Se um tipo tiver a triste ideia de recorrer às “entidades” que, supostamente, o defendem, mete-se noutra do mesmo estilo. A Deco responde que só trabalha para sócios, sendo os sócios da Deco aqueles que respondem a umas investidas comerciais em que os tipos prometem duas esferográficas e um dicionário trilingue a quem se filiar, como se fossem o Readears’ ou a Moviflor. O Instituto do Consumidor responde, invariavelmente, ou que a reclamação é improcedente ou que não tem competência para tratar do assunto, remetendo para terceiros. O Provedor de Justiça tem o estranho hábito de marimbar nestes assuntos.

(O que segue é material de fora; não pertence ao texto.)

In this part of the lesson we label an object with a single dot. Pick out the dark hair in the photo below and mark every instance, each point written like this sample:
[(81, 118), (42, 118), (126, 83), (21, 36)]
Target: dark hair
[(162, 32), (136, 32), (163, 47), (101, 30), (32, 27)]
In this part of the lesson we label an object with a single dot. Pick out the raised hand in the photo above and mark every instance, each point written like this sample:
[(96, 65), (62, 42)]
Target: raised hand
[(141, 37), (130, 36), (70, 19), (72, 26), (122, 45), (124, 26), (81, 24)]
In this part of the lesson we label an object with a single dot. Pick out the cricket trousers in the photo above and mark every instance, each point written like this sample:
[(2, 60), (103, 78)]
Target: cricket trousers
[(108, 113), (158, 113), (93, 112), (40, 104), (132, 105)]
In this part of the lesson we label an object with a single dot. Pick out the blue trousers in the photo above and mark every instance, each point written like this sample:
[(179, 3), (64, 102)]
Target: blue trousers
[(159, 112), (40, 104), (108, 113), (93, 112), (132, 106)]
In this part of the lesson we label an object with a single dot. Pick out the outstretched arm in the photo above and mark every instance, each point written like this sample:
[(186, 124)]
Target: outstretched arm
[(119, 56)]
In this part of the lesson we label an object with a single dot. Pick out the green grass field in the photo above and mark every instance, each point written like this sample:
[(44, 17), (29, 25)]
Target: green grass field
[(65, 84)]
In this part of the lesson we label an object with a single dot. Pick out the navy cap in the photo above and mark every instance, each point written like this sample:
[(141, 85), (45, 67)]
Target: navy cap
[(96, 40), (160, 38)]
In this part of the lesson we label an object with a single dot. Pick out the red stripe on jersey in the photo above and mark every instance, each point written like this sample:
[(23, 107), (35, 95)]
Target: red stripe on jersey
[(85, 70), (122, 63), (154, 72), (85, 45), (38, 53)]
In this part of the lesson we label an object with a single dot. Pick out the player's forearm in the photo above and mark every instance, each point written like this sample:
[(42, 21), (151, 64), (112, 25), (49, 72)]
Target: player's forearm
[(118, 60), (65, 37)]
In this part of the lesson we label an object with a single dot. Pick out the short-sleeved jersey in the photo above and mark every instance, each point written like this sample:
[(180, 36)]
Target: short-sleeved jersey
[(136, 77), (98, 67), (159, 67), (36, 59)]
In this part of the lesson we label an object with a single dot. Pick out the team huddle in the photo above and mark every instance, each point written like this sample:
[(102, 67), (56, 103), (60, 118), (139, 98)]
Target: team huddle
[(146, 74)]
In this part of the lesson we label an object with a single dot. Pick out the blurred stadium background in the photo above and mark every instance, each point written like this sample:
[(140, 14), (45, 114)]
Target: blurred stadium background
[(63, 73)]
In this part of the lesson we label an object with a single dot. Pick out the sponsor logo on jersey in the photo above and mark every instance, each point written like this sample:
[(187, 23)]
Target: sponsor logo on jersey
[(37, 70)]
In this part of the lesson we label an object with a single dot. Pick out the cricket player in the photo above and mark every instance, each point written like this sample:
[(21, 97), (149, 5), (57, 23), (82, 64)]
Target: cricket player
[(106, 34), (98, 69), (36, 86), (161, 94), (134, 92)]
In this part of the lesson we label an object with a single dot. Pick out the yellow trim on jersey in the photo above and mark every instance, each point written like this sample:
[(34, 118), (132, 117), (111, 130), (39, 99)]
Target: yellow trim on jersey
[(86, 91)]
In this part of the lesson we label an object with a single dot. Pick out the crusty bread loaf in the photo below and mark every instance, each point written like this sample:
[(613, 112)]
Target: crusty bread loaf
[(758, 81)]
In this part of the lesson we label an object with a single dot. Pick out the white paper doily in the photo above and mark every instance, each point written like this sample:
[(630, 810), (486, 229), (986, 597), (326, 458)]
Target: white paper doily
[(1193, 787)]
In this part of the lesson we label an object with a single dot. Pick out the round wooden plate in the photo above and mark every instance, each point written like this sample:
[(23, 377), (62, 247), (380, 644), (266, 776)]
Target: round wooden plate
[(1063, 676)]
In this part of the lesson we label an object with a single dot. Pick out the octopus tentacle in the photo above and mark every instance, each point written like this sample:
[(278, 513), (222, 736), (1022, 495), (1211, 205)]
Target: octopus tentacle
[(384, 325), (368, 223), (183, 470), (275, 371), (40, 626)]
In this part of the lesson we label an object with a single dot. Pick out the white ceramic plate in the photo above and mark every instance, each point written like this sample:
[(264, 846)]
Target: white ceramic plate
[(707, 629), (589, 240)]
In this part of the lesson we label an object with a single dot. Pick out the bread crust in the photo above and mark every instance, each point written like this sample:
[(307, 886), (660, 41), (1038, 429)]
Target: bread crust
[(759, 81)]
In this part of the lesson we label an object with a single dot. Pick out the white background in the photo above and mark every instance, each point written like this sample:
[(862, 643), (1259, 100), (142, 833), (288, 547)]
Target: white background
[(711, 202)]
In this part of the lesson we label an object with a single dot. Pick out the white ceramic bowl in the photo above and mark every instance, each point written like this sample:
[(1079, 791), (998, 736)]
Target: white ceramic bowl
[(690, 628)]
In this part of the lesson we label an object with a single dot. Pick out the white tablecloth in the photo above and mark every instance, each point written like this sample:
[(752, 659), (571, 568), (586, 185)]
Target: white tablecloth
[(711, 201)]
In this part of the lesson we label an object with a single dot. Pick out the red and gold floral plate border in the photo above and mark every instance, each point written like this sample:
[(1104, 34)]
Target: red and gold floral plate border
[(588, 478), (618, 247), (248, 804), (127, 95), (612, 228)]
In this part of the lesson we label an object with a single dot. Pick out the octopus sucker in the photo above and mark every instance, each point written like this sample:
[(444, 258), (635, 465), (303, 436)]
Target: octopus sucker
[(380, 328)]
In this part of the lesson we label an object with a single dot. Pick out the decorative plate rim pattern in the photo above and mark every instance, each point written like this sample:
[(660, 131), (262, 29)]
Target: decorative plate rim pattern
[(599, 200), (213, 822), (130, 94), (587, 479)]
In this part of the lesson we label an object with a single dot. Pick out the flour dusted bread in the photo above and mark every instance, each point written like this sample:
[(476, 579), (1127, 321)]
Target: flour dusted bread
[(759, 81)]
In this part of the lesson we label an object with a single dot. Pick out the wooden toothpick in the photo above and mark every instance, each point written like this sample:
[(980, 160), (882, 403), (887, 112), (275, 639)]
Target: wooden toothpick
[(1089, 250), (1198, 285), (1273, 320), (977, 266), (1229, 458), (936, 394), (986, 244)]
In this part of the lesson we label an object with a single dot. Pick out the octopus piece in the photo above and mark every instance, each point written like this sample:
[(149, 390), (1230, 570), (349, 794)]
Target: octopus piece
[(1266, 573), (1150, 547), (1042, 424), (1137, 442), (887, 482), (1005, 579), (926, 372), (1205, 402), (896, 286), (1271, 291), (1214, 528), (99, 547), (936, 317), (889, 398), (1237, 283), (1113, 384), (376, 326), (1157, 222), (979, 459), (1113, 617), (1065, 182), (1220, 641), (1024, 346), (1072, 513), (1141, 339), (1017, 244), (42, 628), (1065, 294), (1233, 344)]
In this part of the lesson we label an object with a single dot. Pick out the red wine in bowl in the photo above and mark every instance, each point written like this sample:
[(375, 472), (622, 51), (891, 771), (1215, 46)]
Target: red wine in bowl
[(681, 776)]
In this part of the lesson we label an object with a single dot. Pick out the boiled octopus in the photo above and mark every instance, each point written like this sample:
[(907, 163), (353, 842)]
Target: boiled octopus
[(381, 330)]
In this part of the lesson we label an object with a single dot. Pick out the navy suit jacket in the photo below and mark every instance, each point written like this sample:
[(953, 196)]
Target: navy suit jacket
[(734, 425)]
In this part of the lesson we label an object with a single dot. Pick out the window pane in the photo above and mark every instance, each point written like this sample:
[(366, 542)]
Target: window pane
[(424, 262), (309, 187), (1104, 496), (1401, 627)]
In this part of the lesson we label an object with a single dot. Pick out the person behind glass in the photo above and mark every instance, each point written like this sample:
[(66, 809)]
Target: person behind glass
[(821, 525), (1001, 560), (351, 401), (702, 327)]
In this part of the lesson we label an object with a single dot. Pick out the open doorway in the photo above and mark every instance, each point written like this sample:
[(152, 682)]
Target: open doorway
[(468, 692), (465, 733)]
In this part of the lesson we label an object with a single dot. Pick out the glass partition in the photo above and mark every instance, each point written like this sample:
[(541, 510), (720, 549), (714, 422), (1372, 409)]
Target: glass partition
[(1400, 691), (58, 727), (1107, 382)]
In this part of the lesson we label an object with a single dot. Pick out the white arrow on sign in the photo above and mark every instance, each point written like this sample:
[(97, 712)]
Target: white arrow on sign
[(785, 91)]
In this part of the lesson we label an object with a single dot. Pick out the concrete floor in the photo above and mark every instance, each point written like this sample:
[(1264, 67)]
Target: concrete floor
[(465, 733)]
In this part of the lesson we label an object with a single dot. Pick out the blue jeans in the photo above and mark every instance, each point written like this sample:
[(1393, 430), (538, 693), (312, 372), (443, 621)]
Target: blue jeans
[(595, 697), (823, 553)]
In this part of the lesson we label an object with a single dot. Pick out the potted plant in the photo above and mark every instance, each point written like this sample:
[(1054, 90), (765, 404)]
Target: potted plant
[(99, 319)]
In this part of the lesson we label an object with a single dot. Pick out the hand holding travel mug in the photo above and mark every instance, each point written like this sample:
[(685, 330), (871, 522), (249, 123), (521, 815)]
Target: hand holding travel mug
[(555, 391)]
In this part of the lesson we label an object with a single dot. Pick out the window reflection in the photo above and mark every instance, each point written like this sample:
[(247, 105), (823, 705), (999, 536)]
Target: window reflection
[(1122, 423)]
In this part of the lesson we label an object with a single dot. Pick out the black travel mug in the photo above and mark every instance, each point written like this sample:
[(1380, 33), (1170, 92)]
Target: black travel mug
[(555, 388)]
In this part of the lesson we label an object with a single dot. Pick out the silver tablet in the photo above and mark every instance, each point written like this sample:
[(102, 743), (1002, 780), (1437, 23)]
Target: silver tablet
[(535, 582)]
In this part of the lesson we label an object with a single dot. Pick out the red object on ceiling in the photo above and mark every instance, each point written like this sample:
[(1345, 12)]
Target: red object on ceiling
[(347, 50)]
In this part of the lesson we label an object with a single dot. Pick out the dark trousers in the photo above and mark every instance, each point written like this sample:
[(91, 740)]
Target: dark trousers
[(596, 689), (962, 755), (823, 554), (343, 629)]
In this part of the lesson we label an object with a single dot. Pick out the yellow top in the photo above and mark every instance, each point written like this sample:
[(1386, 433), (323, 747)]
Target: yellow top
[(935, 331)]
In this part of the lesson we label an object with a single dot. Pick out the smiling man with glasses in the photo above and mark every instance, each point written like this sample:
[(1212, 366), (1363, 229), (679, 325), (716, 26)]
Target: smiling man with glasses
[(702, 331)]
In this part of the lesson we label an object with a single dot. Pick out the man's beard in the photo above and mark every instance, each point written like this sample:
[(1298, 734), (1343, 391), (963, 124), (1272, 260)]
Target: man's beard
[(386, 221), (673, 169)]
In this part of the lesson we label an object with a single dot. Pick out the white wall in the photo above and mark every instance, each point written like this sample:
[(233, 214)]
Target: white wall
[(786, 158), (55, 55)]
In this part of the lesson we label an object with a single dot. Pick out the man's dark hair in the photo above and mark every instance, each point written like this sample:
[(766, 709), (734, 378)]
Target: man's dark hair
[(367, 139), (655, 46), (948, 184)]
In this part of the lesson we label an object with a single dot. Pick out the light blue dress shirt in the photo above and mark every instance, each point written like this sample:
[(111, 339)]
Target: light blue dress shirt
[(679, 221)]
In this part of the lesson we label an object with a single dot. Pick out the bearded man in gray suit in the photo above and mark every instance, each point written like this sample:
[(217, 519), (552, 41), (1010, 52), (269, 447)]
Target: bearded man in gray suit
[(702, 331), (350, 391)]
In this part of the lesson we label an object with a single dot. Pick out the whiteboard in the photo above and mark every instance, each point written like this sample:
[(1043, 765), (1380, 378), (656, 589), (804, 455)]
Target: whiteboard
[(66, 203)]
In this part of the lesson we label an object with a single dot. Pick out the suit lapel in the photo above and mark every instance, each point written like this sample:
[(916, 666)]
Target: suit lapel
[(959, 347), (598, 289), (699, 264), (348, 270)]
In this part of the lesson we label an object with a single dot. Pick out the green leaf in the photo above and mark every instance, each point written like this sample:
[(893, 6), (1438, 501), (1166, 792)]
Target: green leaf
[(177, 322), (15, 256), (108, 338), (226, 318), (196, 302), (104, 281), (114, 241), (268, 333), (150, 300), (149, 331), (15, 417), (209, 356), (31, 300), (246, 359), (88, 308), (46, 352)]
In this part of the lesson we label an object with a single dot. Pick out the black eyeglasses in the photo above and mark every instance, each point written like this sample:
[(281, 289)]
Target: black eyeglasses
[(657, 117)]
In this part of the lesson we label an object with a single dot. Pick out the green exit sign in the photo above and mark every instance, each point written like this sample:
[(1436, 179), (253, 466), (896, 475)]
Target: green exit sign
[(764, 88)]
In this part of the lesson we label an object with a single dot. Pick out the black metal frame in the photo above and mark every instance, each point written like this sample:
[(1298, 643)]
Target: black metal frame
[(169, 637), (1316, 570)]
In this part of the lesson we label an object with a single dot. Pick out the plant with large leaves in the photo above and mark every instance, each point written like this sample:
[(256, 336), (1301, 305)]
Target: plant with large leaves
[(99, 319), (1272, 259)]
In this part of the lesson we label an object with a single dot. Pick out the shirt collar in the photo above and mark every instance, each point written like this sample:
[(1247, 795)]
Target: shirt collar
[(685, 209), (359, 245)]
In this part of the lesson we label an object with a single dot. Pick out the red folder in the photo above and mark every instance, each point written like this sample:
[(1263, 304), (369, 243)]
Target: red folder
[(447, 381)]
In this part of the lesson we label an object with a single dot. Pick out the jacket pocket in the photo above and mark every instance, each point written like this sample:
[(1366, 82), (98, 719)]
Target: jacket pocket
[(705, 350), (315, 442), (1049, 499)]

A última coisa que deve passar pela cabeça do cidadão, em caso de ser vítima de maus-tratos por de um call center(e não só), é queixar-se à Justiça. Se tiver a sorte de a sua queixa ser considerada procedente, verá o assunto resolvido uns vinte anos depois, dada a produtividade das instituições. O mais provável é ser ressarcido no cemitério.
Se alguém quiser espernear com alguma eficácia, a solução será fundar um “movimento de cidadania”, arranjar uns milhares de capangas, vir para a rua aos gritos, fazer uma manifestação à porta do ex-engenheiro, arranjar uns jornalistas que se prestem à coisa, enfim, ter uma atitude de “democracia” participativa. Ou actua em grupo, ou faz um escarcéu dos diabos, ou não tem hipóteses de resolver seja que problema for.
Malhas que o socialismo tece. A pessoa, o indivíduo, o cidadão, não interessa a ninguém, muito menos à TV Cabo, à agência do BES da Av. de Berna, à companhia das águas, à PT, ou seja, a toda a série de colossos que dominam a nossa vida e que se comprazem a tornar o diálogo impossível para aqueles que não têm meios para os prejudicar minimamente. Que interessa um idiota que se zanga, se há por aí milhões que pagam e não bufam?
É nisto que vivemos. Segundo a filosofia da modernidade, filha do socialismo, a sociedade não é constituída por pessoas, mas por grupos de interesses. E, se os interesses de cada um não se integram num grupo suficientemente ameaçador, cada um não interessa a ninguém.
Se entrássemos num caminho minimamente decente, em duas ou três gerações talvez o problema se resolvesse. Mas este é um túnel sem luz lá ao fundo.